The government maintains that daycare owners must adhere to the guidelines for establishing daycare centers and the procedures set by various government authorities (e.g., Ministry of Education, Ministry of Health, etc.). From the government’s perspective, the regulations should be enforced equally in all daycare centers, irrespective of location. Through this hard stance, daycare centers in informal settlements and those from formal settlements have to be subjected to similar regulations. How feasible are these guidelines for daycare providers in the informal settlements, given the extreme poverty, poor infrastructure, and lack of resources in these settings? Yet the need for daycare in these locations cannot be overemphasized.

However, the law is clear on the minimum requirements for daycare centers, whether private or public. More must be done to communicate policies to the public, as most service providers are not well informed. The requirements for registration include a sizeable room depending on the number of children, play and learning equipment, water availability, toilet facilities meeting the toilet-child ratio, outdoor play space, etc. According to the Nairobi city county, the regulations for caregivers include at least a certificate in ECD offered by the government or any other recognized institution, registration by the teachers’ service commission, and a certificate of good conduct as proof that the caregiver has no criminal record, etc.

The government’s strict requirement to adhere to the guidelines by all ECD service providers is to ensure the safety, well-being, survival, care, and holistic development of children from conception to 8 years old. The county government of Nairobi has taken critical steps to scale down the requirements for licensing in the ECD guidelines. They have reduced the licensing cost for daycare centers in informal settlements to Kshs. 5,000 per year, while the fee for daycare centers in formal settlements remains at Kshs. 10,000 per year. The Nairobi County government ECD standard guidelines have also scaled the minimum acreage for ECD centers in urban slums to less than 0.125 acres, provided they meet basic sanitation and health conditions. We believe lowering the licensing fee, and minimum acreage alone is not enough. More requirements need to be scaled down.

For daycare centers catering to children living with disability to be licensed, they must adhere to the standards for quality services for children with special needs. These standards include access to sporting activities within and outside ECD programs and ECD centers having at least one teacher aide to assist children with special needs. The daycare centers having children with disability are supposed to also adhere to the standards for quality service from conception to three years for all daycare centers. Daycare centers in informal settlements with children living with a disability can hardly meet these standards.

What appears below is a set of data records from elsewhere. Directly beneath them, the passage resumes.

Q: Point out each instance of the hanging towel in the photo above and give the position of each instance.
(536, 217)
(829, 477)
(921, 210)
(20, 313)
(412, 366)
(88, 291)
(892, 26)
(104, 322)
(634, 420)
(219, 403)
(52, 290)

The government can address the existing equal standards by enhancing equity through the policies. On the ground, the government should mainstream the process of acquiring licenses by making it easy, scale down the expectations from the standards in informal settlements, and those with children with special needs, and streamline the collaborative exercise of daycare inspection, which is currently the responsibility of different departments in different ministries. Given the inequalities between various contexts, such approaches are likely to yield equitable and achievable standards and a win-win position for all stakeholders in childcare, particularly in low-income communities.